El medio ambiente global atraviesa un momento crítico marcado por el cambio climático, la pérdida de biodiversidad y la contaminación. Según el Panel Intergubernamental sobre Cambio Climático (IPCC), la temperatura promedio del planeta ya se incrementó en 1,2°C respecto de la era preindustrial, acercándose peligrosamente al umbral de 1,5°C que los científicos consideran clave para evitar daños irreversibles. Este aumento está vinculado a fenómenos extremos cada vez más frecuentes, como olas de calor, sequías prolongadas e inundaciones masivas.

Uno de los principales problemas es la deforestación, que avanza a un ritmo de 10 millones de hectáreas por año, de acuerdo con datos de la FAO. Regiones como la Amazonia y el sudeste asiático sufren una pérdida acelerada de bosques, lo que reduce la capacidad de absorción de dióxido de carbono y amenaza a miles de especies. Este proceso no solo afecta la biodiversidad, sino que también incide en las comunidades locales, que dependen de los recursos naturales para su subsistencia.

La contaminación plástica constituye otro desafío de escala global. Naciones Unidas estima que cada año se vierten al océano más de 11 millones de toneladas de plásticos, con graves consecuencias para la fauna marina y los ecosistemas costeros. Microplásticos fueron hallados en el agua, en el aire y en la cadena alimentaria, generando preocupación sobre sus efectos en la salud humana. Aunque algunos países avanzaron en regulaciones para limitar el uso de plásticos de un solo uso, la aplicación resulta aún insuficiente frente a la magnitud del problema.

En cuanto a la energía, la transición hacia fuentes renovables avanza pero a un ritmo dispar. En 2024, alrededor del 30% de la generación eléctrica mundial provino de renovables, principalmente solar y eólica. Sin embargo, el consumo de combustibles fósiles sigue siendo dominante, especialmente en economías emergentes con fuerte crecimiento industrial. La falta de financiamiento internacional y las tensiones geopolíticas complican la implementación de políticas más ambiciosas para reducir las emisiones de gases de efecto invernadero.

La pérdida de biodiversidad se presenta como una amenaza silenciosa pero igualmente grave. Según el Informe Planeta Vivo del WWF, las poblaciones de vertebrados silvestres se redujeron en promedio un 69% desde 1970. La desaparición de polinizadores, peces y aves impacta directamente en la seguridad alimentaria y en el equilibrio de los ecosistemas. La Convención sobre la Diversidad Biológica plantea como meta proteger al menos el 30% de la superficie terrestre y marina para 2030, aunque los avances son desiguales entre regiones.

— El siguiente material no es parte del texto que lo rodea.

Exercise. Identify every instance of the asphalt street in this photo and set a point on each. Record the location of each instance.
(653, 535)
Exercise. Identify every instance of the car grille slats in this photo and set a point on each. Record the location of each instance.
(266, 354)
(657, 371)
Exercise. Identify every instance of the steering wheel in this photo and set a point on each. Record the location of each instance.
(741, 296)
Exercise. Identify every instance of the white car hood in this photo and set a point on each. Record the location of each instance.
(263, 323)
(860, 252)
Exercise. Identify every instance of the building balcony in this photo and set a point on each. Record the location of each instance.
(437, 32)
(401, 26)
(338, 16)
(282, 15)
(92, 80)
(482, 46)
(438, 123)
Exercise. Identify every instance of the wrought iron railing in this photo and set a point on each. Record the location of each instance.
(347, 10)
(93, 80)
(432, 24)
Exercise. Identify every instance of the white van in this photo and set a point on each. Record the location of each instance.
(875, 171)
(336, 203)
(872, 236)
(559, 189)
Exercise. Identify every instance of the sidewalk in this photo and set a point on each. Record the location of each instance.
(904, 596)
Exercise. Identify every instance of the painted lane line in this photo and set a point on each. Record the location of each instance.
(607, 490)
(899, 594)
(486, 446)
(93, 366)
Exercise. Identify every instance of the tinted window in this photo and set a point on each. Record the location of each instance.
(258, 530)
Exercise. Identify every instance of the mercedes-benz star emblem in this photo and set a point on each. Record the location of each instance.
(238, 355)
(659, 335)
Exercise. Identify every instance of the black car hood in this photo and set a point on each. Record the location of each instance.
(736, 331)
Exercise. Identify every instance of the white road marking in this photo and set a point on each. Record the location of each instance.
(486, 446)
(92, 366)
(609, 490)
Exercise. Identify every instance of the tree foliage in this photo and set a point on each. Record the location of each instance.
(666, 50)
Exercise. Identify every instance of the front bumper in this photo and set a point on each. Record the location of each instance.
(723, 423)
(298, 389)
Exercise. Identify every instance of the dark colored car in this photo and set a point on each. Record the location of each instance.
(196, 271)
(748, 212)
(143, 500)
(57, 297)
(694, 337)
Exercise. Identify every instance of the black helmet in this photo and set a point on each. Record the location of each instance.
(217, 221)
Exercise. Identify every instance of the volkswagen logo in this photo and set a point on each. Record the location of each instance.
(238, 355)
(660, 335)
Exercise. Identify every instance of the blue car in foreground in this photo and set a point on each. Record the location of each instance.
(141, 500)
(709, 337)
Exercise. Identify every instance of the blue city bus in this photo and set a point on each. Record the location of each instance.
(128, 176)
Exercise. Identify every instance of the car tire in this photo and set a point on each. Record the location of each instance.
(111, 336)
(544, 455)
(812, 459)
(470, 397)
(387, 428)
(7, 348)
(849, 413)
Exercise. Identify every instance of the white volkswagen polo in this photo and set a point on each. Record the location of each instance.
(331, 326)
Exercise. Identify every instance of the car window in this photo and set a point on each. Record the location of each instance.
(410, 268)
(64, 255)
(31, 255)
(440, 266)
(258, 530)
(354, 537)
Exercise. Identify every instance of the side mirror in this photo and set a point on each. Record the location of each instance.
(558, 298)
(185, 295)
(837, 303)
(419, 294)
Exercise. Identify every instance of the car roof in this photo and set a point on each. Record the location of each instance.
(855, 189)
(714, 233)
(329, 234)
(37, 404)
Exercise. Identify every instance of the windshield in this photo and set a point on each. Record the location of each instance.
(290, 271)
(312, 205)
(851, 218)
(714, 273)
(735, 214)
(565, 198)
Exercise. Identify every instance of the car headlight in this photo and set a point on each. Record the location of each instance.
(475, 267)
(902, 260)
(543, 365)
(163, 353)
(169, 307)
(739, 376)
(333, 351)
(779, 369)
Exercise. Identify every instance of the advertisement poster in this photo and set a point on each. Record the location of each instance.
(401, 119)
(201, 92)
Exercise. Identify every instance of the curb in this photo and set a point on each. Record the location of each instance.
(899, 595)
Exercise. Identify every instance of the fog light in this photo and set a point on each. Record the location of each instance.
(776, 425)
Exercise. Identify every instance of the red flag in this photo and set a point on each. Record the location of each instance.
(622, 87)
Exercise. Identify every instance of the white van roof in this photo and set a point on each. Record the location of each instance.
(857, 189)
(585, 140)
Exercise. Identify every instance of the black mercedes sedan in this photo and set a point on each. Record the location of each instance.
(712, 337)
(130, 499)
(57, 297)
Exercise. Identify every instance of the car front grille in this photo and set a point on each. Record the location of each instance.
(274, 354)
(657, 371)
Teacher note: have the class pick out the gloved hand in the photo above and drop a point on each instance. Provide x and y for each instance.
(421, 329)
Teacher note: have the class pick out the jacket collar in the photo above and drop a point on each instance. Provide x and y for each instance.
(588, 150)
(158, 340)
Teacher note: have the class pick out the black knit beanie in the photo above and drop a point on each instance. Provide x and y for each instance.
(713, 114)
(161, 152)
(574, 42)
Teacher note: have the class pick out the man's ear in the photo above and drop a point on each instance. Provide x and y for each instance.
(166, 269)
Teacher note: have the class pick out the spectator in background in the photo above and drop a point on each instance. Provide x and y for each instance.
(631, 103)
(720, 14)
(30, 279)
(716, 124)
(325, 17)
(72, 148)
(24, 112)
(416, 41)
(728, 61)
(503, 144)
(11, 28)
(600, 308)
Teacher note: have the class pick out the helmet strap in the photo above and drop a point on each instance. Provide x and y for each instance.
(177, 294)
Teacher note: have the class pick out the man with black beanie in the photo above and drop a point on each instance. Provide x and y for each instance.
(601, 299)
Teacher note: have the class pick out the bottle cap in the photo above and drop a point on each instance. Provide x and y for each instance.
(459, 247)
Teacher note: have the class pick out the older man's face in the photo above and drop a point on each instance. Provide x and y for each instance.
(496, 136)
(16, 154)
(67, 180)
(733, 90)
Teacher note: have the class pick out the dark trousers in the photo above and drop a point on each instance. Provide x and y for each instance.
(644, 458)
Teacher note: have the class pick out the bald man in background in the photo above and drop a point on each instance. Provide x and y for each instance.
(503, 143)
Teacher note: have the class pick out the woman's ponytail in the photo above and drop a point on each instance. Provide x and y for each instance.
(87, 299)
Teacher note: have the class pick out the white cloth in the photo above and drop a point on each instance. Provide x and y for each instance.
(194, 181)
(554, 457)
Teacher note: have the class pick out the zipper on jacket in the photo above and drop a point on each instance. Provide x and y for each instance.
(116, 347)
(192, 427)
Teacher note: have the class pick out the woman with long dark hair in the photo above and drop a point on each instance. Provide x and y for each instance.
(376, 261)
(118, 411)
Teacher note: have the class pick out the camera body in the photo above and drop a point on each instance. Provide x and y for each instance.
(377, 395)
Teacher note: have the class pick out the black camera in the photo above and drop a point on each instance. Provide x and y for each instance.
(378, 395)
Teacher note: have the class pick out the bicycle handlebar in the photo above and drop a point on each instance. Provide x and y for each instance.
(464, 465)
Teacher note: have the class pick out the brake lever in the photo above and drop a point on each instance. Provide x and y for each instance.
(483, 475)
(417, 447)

Organismos internacionales insisten en la necesidad de una cooperación global más firme. La Cumbre del Clima de 2025 reafirmó la urgencia de reducir las emisiones y de financiar la adaptación de los países más vulnerables. No obstante, persisten diferencias entre naciones desarrolladas y en desarrollo en cuanto a responsabilidades y plazos. Frente a estos desafíos, el futuro del medio ambiente dependerá de la capacidad de los Estados, las empresas y la sociedad civil para coordinar esfuerzos que permitan garantizar un planeta habitable para las próximas generaciones.